/Singularity

Singularity definitions that can be extended to support execution of community models.

Primary LanguageShellMIT LicenseMIT

IMPROVE Singularity Containers

Each curated community model is deployed in a Singularity container that is extended to support standardized execution of all currated community models. This repository contains build recipies (definintion files) and tools for building model specific singularity (apptainer) images. For documention go to https://jdacs4c-improve.github.io/docs/

  1. Setting up repository
  2. Building and deploying container images
  3. Running a container
  4. Best practices for build recipies

Setup

  1. Clone the repository into a location of your choice:
git clone https://github.com/JDACS4C-IMPROVE/Singularity.git
  1. Create your config file:
cd Singularity
./setup
  1. To customize your setup modify the config in config/improve.env to change the workspace and data directory.
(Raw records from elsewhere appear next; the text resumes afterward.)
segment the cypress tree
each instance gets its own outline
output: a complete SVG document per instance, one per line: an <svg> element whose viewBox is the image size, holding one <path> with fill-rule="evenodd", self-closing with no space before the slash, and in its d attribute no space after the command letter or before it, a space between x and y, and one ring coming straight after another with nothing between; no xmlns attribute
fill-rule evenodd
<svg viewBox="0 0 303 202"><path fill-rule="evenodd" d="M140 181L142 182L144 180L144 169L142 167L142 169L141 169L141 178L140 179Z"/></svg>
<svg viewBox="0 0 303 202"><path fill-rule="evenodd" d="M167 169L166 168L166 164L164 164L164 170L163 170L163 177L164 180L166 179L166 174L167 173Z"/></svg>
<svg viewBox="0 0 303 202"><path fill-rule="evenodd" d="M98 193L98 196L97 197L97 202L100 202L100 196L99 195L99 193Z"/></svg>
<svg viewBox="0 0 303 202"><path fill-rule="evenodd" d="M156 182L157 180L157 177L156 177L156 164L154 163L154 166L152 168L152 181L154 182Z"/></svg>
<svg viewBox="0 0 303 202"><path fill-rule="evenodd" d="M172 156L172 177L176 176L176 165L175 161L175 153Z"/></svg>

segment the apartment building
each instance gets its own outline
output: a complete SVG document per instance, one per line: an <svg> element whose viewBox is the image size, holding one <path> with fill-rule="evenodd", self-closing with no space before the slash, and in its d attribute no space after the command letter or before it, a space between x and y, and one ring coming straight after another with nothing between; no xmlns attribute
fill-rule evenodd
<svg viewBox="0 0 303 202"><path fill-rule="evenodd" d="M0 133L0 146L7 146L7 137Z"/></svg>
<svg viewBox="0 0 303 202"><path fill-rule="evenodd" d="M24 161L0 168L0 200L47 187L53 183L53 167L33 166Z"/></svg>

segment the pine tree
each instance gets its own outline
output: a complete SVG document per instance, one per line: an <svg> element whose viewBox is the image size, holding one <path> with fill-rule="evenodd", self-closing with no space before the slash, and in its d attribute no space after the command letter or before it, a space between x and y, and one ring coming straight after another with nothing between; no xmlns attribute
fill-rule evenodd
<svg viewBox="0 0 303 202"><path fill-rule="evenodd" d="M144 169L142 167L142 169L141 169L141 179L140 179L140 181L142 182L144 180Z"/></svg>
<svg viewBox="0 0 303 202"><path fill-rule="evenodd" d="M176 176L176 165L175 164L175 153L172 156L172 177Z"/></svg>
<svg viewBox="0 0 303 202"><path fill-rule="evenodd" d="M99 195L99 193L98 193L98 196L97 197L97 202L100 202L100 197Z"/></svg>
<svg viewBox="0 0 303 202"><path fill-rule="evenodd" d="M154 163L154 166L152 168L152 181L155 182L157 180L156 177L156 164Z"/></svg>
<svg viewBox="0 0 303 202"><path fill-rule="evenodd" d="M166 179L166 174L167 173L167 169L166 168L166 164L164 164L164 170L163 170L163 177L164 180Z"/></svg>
Build and Deploy model images

From within the Singularity repo call:

  1. make
  2. make deploy

This will build and test the container and deploy them into ./images . If you want to deploy the images at a different location invoke the make command and set PREFIX to a path of your choosing, default is the current directory. The deploy process will create an image directory at the specified location and copy the image files into it.

make deploy PREFIX=/my/deploy/path/

Running an IMPROVE Container

Every container has a standardized scriptfor training the model called train.sh and a standard location (/candle_data_dir) for model input and output. train.sh expects /candle_data_dir To train a model you have to make your data directory available inside the container as /candle_data_dir.

singularity exec --nv --bind ${IMPROVE_DATA_DIR}:/candle_data_dir ${CONTAINER} train.sh ${GPUID} 

please note, --nv is important to enable Nvidia support if your code requires GPU & cuda. With:

  • IMPROVE_DATA_DIR path to data directory
  • CONTAINER path/and/name of image file
  • GPUID

For more examples see the documentation

Best Practices for Build Recipes

see: (https://sylabs.io/guides/3.7/user-guide/definition_files.html)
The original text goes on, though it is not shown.